Dans son film « l’ombra del giorno » (l’ombre du jour), sorti en Italie en 2022, le réalisateur Giuseppe Piccioni décrit le parcours d’un homme depuis un soutien mou au fascisme jusqu’à la résistance.
L’histoire commence en 1938, année de l’alignement de Mussolini sur Hitler et de la proclamation de lois raciales. Le jardin des Fizzi Contini de Giorgio Bassano et La Storia d’Elsa Morante ont le même point de départ, avec la persécution des Juifs en toile de fond.
Luciano (Riccardo Scarmacio) tient un restaurant sur la place centrale de la petite ville d’Ascoli Piceno dans la province des Marches, en Italie centrale. Ancien combattant, il garde de la guerre une jambe raide, et aussi l’âme meurtrie par le souvenir d’avoir tué de ses propres mains. Il est en bons termes avec les hiérarques locaux du parti fasciste. Il ne veut pas de vagues, et lorsque son cuisinier Giovanni (Vincezo Nemolado) plaisante sur des dignitaires du parti, il lui impose le silence.

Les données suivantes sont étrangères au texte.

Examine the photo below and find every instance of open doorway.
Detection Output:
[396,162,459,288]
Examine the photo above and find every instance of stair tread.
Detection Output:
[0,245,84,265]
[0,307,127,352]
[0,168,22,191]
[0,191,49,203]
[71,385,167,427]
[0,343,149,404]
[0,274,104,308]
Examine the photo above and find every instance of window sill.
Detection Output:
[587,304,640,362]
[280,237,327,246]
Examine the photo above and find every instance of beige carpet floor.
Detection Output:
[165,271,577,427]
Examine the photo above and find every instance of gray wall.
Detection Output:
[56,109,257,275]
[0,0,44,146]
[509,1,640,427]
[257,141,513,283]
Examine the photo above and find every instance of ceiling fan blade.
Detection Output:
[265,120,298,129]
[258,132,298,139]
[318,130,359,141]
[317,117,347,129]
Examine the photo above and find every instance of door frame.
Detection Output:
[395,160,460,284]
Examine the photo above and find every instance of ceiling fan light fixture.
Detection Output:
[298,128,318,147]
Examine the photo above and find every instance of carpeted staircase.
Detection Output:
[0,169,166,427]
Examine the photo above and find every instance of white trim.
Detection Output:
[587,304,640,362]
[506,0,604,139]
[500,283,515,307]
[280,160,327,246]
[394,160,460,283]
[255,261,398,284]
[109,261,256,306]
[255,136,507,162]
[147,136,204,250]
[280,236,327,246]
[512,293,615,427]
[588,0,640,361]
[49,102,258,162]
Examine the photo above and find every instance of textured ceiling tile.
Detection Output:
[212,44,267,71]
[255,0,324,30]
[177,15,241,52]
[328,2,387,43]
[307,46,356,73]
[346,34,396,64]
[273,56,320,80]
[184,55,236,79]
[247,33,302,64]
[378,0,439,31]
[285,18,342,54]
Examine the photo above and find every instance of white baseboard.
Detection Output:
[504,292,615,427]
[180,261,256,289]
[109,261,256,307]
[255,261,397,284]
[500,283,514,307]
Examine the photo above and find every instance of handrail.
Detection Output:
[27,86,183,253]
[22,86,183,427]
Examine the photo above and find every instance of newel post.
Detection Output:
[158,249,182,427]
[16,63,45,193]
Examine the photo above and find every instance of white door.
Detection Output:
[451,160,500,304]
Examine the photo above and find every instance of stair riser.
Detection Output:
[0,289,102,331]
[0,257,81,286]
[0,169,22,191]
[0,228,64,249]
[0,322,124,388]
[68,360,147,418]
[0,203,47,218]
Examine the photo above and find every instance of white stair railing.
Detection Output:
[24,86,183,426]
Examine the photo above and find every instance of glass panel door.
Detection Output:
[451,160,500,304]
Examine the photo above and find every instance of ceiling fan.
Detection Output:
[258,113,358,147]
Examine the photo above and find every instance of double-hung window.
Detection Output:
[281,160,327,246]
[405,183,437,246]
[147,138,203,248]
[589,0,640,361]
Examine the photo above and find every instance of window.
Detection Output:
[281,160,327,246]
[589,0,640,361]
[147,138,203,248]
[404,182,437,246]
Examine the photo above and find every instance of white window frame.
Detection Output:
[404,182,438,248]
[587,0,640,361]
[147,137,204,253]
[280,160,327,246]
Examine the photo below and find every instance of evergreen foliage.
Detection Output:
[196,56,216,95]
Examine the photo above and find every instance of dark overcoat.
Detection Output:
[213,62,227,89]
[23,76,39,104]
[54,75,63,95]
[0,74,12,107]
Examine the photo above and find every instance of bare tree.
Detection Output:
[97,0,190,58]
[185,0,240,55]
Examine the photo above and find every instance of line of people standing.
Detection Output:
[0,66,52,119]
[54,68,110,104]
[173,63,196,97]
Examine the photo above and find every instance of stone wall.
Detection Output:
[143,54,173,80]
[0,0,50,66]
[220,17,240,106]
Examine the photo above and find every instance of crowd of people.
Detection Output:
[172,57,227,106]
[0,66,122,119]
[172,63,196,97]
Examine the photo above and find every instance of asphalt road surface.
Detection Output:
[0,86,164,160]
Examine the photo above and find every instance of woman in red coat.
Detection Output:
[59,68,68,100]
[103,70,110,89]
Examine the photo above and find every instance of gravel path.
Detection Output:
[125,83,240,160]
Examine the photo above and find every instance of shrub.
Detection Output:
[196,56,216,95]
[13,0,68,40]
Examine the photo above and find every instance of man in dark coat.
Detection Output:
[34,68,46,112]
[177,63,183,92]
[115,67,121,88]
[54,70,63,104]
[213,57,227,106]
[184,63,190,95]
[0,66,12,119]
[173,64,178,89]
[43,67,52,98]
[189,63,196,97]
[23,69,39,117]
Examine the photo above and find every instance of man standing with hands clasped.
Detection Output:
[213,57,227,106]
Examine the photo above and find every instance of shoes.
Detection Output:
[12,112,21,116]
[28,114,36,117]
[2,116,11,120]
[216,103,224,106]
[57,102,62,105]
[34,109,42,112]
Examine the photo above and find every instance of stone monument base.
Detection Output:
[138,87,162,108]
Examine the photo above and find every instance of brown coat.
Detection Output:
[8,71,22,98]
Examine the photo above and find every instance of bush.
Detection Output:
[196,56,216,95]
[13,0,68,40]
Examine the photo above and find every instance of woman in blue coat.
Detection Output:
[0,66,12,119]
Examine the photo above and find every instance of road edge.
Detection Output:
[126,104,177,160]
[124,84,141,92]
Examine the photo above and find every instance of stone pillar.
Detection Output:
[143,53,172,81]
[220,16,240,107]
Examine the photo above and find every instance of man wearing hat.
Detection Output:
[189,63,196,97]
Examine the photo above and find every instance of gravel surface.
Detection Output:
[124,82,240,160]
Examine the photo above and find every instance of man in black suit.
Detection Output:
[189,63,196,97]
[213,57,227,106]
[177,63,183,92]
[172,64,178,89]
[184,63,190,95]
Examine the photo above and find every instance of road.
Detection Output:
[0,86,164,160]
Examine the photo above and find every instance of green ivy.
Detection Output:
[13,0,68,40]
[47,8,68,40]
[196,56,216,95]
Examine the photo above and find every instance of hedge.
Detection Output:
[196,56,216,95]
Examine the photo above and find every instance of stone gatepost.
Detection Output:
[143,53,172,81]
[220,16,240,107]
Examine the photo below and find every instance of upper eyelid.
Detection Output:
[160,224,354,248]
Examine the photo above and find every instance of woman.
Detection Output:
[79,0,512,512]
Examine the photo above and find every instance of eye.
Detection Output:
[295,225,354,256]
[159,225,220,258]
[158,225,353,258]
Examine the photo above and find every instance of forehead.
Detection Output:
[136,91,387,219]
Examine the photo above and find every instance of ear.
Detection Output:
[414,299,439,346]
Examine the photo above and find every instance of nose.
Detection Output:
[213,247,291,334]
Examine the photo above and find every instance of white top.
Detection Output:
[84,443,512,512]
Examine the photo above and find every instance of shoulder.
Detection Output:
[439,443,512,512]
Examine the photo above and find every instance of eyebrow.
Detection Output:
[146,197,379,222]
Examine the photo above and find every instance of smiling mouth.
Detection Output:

Une jeune femme (Benedetta Porcaroli) se présente à la porte du restaurant et le supplie de l’employer, pour quelque type de travail que ce soit. Elle dit s’appeler Anna. Vite, elle se montre polyvalente, compétente, efficace, agréable aux clients, en bref, irremplaçable.
Anna exerce une véritable fascination sur Luciano. Il lui avouera plus tard que c’est la perspective de la retrouver qui lui donnait l’envie de se lever le matin et de courir au restaurant. Une vraie histoire d’amour nait entre Luciano et Anna. Ce qui complique la situation, c’est qu’Anna n’est pas Anna. Elle a des faux papiers. Elle s’appelle Esther et « n’est pas de race aryenne ».

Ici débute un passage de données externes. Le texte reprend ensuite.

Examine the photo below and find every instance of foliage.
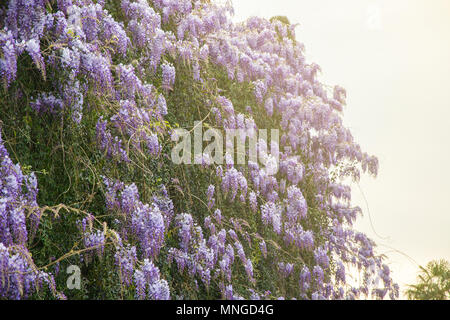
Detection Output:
[406,260,450,300]
[0,0,398,299]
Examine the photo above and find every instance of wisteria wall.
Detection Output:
[0,0,398,299]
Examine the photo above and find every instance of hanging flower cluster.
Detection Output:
[0,0,398,299]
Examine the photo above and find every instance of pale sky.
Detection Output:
[233,0,450,296]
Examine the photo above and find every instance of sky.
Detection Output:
[233,0,450,297]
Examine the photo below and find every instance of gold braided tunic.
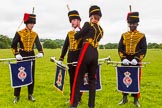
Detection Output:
[118,31,147,61]
[11,28,43,55]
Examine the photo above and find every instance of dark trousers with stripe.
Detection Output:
[70,43,98,107]
[67,50,80,98]
[122,60,142,99]
[14,51,35,96]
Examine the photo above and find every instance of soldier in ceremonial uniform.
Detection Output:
[11,13,44,103]
[70,5,103,108]
[59,10,82,102]
[118,12,147,107]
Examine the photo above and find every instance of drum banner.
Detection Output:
[116,66,140,94]
[54,65,66,93]
[80,64,102,92]
[9,60,33,88]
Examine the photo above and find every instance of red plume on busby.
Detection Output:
[23,13,36,24]
[89,5,102,17]
[68,10,81,22]
[127,12,139,23]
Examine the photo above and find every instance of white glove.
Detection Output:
[36,53,43,58]
[75,27,80,32]
[16,54,23,60]
[131,59,138,65]
[122,59,130,65]
[57,60,62,64]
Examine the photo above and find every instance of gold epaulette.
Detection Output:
[122,31,144,55]
[68,30,81,51]
[18,29,38,52]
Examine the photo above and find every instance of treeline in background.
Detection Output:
[0,35,162,49]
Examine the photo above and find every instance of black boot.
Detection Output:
[118,95,128,105]
[13,96,20,104]
[28,94,35,102]
[134,97,141,107]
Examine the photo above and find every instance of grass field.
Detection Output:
[0,49,162,108]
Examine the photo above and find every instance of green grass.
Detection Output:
[0,49,162,108]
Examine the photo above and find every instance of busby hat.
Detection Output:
[89,5,102,17]
[127,12,139,23]
[68,10,81,22]
[23,13,36,24]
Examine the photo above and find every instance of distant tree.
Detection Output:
[0,35,11,49]
[99,45,105,49]
[159,43,162,49]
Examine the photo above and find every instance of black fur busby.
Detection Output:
[89,5,102,17]
[24,13,36,24]
[68,10,81,22]
[127,12,139,23]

À Ascoli Piceno, le parti fasciste, dirigés par le terrible Osvaldo (Lino Musella) mène une répression d’autant plus implacable que peu à peu filtrent des nouvelles sur les ombres qui couvrent l’Italie : les rumeurs sur la déroute de l’armée en Grèce et des témoignages sur des soldats atrocement mutilés. Luciano s’engage dans la protection d’Anna et de quelqu’un qui est cher à celle-ci, au risque d’être torturé et de perdre sa vie.

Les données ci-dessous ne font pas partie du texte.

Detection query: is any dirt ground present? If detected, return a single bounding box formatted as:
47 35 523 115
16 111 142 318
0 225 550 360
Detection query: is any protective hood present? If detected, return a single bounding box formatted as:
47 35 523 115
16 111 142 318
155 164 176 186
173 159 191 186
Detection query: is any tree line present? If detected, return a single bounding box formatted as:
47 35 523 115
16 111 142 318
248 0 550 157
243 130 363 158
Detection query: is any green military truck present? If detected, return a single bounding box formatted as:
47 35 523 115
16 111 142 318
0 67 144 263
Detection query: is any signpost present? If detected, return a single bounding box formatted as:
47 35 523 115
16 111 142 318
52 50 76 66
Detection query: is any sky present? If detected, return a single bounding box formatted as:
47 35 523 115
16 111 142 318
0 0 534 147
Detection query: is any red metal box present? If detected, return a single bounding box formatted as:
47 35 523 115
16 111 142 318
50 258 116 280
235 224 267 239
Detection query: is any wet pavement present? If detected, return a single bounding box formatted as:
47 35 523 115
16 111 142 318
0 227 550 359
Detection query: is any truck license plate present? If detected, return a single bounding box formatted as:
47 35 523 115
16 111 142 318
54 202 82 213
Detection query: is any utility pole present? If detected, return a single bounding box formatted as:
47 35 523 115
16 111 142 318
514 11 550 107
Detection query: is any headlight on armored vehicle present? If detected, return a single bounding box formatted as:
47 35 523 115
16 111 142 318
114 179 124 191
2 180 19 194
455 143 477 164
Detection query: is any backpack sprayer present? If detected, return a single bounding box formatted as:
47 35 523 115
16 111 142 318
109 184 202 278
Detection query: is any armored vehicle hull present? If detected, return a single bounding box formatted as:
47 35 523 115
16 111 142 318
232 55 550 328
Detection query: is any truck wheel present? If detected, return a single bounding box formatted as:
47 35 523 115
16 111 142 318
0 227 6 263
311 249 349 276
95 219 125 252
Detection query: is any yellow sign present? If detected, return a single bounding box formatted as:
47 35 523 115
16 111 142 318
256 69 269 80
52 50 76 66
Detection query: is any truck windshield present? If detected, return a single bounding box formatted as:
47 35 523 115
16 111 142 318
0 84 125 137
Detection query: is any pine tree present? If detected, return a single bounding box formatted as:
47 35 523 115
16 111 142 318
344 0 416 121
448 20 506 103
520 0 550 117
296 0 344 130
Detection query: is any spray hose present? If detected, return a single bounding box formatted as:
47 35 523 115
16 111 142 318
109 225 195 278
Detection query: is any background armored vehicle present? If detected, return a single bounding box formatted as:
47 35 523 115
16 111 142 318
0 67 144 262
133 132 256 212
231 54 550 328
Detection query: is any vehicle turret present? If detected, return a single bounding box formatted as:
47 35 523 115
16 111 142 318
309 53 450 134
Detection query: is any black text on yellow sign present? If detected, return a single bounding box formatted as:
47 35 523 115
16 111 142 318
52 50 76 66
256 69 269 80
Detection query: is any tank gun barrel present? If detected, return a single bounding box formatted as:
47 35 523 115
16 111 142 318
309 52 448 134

Le personnage interprété par Riccardo Scarmacio est remarquable de profondeur. En surface, il semble imperturbable, cohérent dans le rôle de soutien muet de la révolution fasciste. En réalité, c’est un amoureux transi, un homme qui découvre effaré le désastre qui se profile pour son pays, un résistant en actes.
J’ai été sensible aussi au personnage de Corado (Costantino Seghi), un homme jeune à l’étroit dans sa réalité de fils à maman dans une ville de province, rêvant d’un grand destin. Il est employé à temps partiel au restaurant de Luciano. Il devine que s’il dénonce ce qui se trame à la cave peut lui ouvrir une belle carrière dans l’appareil répressif. Son personnage évoque le Nino de La Storia, cherchant sa voie entre chemises noirs, résistants et trafiquants ; ou encore celui de Lacombe Lucien de Louis Malle, le milicien sortant de l’ombre par l’abjection.
« L’ombra del giorno » est un beau film. Il n’est pas sorti en salles en France, et j’ai pu le voir dans le cadre d’une soirée organisée par l’Institut Dante Alighieri au cinéma Utopia de Bordeaux. Il trouverait pourtant, parmi les amoureux de l’Italie et les passionnés d’histoire, un public en France.